The Works of

Rev. Prof. Dr. F.N. Lee

31 January

Deborah’s burial at the oak of weeping

Genesis 35:1-8

‘Simeon and Levi, Dinah’s brothers, took each man his sword and came upon the city…and slew all the males…. God said to Jacob: “Arise, go up to Beth-El, and dwell there; and make there an altar to God!”… The Jacob said to his household…: “Put away the strange gods that are among you!…. Let us arise, and go up to Beth-El, and I will make there an altar to God!”…. They gave to Jacob all the strange gods…, and Jacob hid them under the oak at Shechem…. And he built…an altar and called the place ‘El Beth-El’…. But Deborah, Rebekah’s nurse, died. And she was buried beneath Beth-El under an oak”‘ — ‘the oak of weeping.’ Genesis 34:25 & 25:1-8.

Calvin commented: “The violation of one maid (Dinah) was avenged by the horrible massacre of a whole city!… Jacob was then most miserable…. He would be surrounded with…many deaths…. God permitted the holy man to be thus tossed with cares and tormented with troubles, until by a kind of resurrection He restored him as one half-dead…. He had been very greatly perplexed,
when the Lord thus revived him…

‘Go up to Beth-El!’…. It is God’s design, to raise His servant from death to life…. As he was commanded, he quickly prepared himself for his journey…. He not only collected his goods, but also purified his house from idols…. Jacob did not approve of these superstitions…. It was not owing to him, that the pure worship of God had…gradually been subverted….
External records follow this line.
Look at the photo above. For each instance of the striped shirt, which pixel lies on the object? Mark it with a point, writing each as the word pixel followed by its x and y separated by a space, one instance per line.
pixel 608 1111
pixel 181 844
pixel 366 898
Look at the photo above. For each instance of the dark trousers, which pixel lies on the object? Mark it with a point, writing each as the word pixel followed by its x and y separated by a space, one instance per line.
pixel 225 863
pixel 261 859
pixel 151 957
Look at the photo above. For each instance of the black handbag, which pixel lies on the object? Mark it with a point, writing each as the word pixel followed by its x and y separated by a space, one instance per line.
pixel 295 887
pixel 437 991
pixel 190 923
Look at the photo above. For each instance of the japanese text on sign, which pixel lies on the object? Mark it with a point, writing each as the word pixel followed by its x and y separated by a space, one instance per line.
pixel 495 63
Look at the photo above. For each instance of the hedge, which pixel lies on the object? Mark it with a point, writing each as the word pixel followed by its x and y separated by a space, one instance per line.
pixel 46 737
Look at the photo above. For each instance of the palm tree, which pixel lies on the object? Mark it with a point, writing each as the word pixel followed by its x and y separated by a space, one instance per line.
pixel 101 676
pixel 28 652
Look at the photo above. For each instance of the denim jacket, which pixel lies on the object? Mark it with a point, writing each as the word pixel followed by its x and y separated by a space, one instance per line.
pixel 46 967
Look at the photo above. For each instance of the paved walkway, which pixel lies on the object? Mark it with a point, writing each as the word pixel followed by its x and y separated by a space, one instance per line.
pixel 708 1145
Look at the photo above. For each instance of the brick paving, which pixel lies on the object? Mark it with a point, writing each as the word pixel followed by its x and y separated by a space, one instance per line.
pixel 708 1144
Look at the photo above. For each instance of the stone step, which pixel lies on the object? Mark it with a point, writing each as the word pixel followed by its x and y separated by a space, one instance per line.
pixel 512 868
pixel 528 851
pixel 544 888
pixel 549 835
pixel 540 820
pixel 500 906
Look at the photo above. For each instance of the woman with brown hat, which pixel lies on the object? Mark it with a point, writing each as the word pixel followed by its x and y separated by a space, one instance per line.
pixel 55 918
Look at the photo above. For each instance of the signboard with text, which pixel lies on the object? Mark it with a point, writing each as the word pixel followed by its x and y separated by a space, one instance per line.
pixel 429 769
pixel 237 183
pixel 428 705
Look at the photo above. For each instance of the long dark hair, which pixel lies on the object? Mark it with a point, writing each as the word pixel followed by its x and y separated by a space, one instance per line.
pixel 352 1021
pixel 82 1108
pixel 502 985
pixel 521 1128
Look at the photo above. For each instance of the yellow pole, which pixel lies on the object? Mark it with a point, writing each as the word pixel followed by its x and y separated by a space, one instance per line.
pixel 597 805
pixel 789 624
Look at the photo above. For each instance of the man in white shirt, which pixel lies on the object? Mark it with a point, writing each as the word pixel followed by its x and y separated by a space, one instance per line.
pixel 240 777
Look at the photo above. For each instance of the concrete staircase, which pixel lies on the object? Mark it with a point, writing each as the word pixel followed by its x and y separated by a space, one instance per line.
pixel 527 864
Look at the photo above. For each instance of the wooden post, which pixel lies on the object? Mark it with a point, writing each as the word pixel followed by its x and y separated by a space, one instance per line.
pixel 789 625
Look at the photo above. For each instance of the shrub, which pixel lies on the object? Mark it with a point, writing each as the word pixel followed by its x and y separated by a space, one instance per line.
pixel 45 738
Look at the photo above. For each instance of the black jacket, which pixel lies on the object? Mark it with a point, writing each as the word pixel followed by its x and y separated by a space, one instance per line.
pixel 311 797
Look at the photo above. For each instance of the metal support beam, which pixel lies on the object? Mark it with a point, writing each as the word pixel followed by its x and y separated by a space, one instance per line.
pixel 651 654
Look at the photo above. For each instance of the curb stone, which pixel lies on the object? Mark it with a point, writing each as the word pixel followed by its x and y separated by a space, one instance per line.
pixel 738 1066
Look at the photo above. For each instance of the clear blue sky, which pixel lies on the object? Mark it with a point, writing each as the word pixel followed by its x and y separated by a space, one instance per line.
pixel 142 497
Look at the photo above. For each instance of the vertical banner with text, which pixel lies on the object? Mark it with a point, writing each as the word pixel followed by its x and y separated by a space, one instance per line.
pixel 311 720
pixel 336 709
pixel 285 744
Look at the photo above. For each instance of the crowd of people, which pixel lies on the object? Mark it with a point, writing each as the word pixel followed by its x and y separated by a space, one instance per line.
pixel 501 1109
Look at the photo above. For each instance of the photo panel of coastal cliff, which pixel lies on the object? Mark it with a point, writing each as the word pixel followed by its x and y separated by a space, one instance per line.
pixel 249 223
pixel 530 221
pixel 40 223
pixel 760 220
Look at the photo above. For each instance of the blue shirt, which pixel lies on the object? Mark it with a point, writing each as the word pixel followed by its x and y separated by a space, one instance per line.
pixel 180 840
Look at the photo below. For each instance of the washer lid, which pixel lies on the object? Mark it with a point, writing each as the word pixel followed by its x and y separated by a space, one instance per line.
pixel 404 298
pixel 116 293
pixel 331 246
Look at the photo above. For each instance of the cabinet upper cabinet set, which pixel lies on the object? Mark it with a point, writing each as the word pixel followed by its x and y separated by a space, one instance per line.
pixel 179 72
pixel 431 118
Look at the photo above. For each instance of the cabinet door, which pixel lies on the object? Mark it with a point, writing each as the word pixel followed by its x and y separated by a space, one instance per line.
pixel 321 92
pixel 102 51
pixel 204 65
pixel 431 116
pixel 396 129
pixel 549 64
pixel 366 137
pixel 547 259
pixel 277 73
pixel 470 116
‘They gave unto Jacob (their idols)’…. The hand of God urgd them, and with ready minds they quickly repented…. Jacob…buried the idols under an oak…. God accepted his obedience…, knowing that it was the design of the holy man to remove idols from his family and…to bury them in the earth….

‘He built there an altar’…. To make it manifest, that they did not worship goods of various kinds…. They had a God peculiar to themselves….
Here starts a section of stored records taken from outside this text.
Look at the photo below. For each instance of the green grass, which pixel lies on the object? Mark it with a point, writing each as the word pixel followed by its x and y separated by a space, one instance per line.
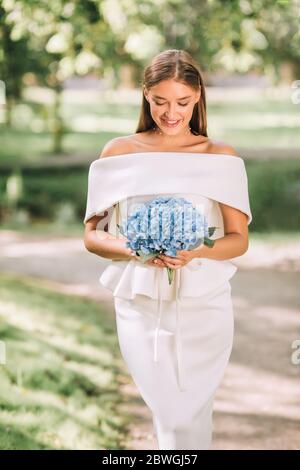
pixel 60 383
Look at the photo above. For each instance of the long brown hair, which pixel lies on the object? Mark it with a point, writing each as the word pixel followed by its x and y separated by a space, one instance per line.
pixel 178 65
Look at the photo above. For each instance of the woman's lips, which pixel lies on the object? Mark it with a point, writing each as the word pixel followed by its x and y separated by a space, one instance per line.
pixel 170 123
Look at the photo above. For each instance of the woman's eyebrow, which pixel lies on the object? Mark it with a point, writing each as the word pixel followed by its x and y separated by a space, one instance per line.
pixel 162 98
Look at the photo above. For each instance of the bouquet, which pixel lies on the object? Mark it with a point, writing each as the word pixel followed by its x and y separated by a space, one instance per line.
pixel 164 225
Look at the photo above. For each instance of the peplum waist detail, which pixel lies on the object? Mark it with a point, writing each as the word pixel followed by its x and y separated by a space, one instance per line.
pixel 126 278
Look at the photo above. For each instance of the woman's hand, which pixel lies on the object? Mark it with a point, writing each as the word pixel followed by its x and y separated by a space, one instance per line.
pixel 151 262
pixel 182 258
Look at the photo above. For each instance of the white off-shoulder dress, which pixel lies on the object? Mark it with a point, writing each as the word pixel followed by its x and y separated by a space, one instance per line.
pixel 175 339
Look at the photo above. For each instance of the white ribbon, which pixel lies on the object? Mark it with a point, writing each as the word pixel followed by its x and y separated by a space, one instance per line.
pixel 180 368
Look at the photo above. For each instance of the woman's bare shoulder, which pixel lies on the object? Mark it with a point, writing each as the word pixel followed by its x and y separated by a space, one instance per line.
pixel 221 147
pixel 116 146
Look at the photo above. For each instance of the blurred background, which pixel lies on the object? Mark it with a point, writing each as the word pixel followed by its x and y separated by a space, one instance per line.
pixel 70 80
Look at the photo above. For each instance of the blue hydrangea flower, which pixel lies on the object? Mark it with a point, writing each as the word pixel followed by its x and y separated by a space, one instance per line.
pixel 164 225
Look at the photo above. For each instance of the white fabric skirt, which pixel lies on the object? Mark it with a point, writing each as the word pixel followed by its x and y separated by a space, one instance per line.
pixel 182 419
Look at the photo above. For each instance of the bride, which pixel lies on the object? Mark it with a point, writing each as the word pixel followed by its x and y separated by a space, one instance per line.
pixel 170 153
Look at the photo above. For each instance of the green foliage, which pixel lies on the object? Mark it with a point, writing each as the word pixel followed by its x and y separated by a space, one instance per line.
pixel 60 383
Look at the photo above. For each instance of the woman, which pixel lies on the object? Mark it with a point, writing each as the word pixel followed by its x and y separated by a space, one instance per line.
pixel 191 320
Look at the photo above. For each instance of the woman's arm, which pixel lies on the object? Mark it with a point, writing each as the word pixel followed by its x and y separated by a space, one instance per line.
pixel 235 241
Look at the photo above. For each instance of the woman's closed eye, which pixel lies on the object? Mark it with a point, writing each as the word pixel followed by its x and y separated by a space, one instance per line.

“Jacob always adhered to the Word of God…. In calling the name of the place ‘The God of Beth-El’ (‘El Beth-‘El)…, this very title commends the faith of the holy man…. He confines himself within the divinely-prescribed bounds….

‘But Deborah, Rebekah’s nurse, died’…. Deborah…we may conclude to have been a holy matron…whom the family of Jacob venerated as a mother…. She was buried with peculiar honour, and with no common mourning (at ‘the oak of weeping’)…. It is probable that she was held by all in the place of a grandmother….

“It may be asked, how she then happened to be in Jacob’s company?…. The age of a decrepid old woman (at least 170), rendered her unfit for so long a journey…. Perhaps she had loved Jacob from a boy, because she had nursed him…. She followed him, from her regard for religion.